Again you fail to explain WHY downstream music would be "messed up." This kind of recalculation is exactly what computers are good at, and of particular value to musicians. Why don't you just get a whiteboard to write your music, if you're going to accept such crippled or dysfunctional software?


In reply to by stokestack

OK, fine, if you are positive Word allowed dragging individual letters, fine, I believe you. But the point is, it's not an efficient way to edit text, and it's even more problematic for music, for the reasons stated. You mentioned you are a beginner at music. Please be respectful of those people who do have experience when they try to explain that's not as simple as might appear at first.
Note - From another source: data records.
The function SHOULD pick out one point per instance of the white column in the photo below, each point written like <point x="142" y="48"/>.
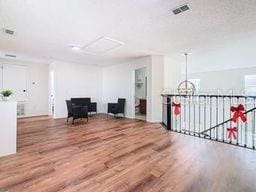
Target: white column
<point x="8" y="128"/>
<point x="155" y="88"/>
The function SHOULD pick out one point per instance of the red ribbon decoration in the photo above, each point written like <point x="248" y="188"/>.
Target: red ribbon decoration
<point x="176" y="108"/>
<point x="232" y="132"/>
<point x="238" y="112"/>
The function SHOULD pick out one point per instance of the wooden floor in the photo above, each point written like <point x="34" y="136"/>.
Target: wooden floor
<point x="121" y="155"/>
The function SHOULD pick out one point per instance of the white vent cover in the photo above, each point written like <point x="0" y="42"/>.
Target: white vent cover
<point x="102" y="45"/>
<point x="21" y="109"/>
<point x="8" y="31"/>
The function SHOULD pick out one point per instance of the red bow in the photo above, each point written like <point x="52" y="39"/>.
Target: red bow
<point x="238" y="112"/>
<point x="232" y="132"/>
<point x="176" y="108"/>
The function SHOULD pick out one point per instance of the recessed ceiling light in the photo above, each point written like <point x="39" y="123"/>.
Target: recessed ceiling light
<point x="75" y="48"/>
<point x="8" y="31"/>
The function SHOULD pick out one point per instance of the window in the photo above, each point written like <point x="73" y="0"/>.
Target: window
<point x="250" y="84"/>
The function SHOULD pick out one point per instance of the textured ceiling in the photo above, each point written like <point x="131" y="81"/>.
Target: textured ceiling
<point x="45" y="29"/>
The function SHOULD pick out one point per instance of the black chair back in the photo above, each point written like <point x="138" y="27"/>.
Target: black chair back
<point x="69" y="107"/>
<point x="81" y="101"/>
<point x="121" y="105"/>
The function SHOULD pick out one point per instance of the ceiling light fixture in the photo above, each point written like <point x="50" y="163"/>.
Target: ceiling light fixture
<point x="8" y="31"/>
<point x="75" y="48"/>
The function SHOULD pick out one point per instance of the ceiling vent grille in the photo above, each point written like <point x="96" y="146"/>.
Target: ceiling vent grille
<point x="8" y="31"/>
<point x="102" y="45"/>
<point x="180" y="9"/>
<point x="10" y="55"/>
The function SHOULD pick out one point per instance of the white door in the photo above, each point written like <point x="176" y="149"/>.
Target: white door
<point x="15" y="79"/>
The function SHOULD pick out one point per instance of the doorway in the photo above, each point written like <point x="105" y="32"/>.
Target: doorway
<point x="141" y="93"/>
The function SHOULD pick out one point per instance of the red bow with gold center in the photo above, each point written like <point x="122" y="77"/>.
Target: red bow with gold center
<point x="238" y="112"/>
<point x="232" y="131"/>
<point x="176" y="108"/>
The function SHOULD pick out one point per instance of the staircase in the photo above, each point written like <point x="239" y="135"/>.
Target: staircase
<point x="210" y="117"/>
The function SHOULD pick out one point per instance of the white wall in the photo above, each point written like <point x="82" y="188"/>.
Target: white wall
<point x="172" y="73"/>
<point x="119" y="81"/>
<point x="75" y="80"/>
<point x="224" y="81"/>
<point x="219" y="64"/>
<point x="156" y="72"/>
<point x="37" y="103"/>
<point x="140" y="89"/>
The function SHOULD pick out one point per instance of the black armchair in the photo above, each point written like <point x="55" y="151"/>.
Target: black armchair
<point x="116" y="108"/>
<point x="76" y="111"/>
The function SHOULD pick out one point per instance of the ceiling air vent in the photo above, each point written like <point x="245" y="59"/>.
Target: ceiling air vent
<point x="180" y="9"/>
<point x="102" y="45"/>
<point x="8" y="31"/>
<point x="10" y="55"/>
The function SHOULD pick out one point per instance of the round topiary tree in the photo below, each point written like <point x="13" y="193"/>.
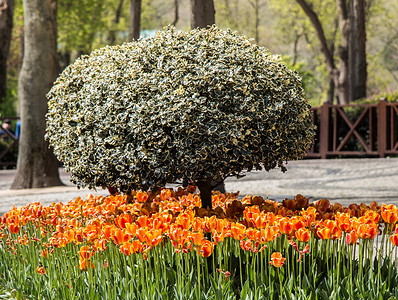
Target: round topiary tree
<point x="180" y="106"/>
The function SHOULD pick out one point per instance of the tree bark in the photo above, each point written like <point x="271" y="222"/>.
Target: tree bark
<point x="37" y="166"/>
<point x="6" y="23"/>
<point x="339" y="75"/>
<point x="202" y="13"/>
<point x="116" y="20"/>
<point x="205" y="192"/>
<point x="342" y="80"/>
<point x="357" y="50"/>
<point x="176" y="14"/>
<point x="135" y="19"/>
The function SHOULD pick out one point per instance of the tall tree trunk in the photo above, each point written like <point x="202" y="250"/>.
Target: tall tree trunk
<point x="202" y="13"/>
<point x="6" y="22"/>
<point x="256" y="6"/>
<point x="339" y="75"/>
<point x="135" y="19"/>
<point x="342" y="79"/>
<point x="176" y="14"/>
<point x="357" y="50"/>
<point x="116" y="20"/>
<point x="37" y="166"/>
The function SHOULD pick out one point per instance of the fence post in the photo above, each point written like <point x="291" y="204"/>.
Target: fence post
<point x="324" y="130"/>
<point x="382" y="127"/>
The fact that it's not really an effective way of editing music is also why hardly any notation programs do this - it's just not something that really models how music works very well. I'm not saying it would be impossible to design and implement - just pointing out that in practice, once you get a better idea of how music notation works, you'll also begin to see that it's not a very natural way to go about editing.

So, I'm simply trying to help you edit music more efficiently. Instead of worrying about why some particular method doesn't work, I'd rather focus on what does work efficiently, accurately, and reliably: cut and paste, and other editing commands. We're happy to help you learn to use these.

In reply to by stokestack

By your own admission, you know nothing about notation, or notation software. This is nothing like a word processor. Why would you think it is. A word processor doesn't care what you drag around or why or where. Notation software has to maintain the integrity of the format. It makes little difference what you think the software should do. The reality is that you can't drag anything and not have problems. Learn how the software works before complaining about it. If you want to know something about MuseScore, try the manual.

In reply to by bobjp

Who are you replying to? I'm not the one who compared it to a word processor.

Nothing about dragging a note to the other side of another one violates "the integrity of the format," which once again you're decrying without saying WHY.

Nor have you said WHY you can't drag things. Why not? All there is in this thread is fear-mongering about "problems" and yet not a single specific "problem" has been specified.

I ASKED about how the software works, and what I got was a bunch of FUD and excuses. If you can't drag a note from one side of a rest to another, it's shit. Nobody has provided a shred of evidence to support that level of dysfunction.

Wallow in your insular world of apologism and dysfunction. I'll go get some competent software.

Over and out.

In reply to by stokestack

If you are reading this please know that I am impressed by you feigned level of indignation. The software doesn't work the way you think it should. Therefore it is dysfunctional. Really? The software doesn't have to work the way you think it should. Are you able to sit at your computer and put virtual notes on virtual paper and play it back? You can drag things left and right. Just not notes and rests. This is not inconsistent. It's how the software works. This open source software. That means that you can modify it to your taste.
Good luck finding what you are looking for.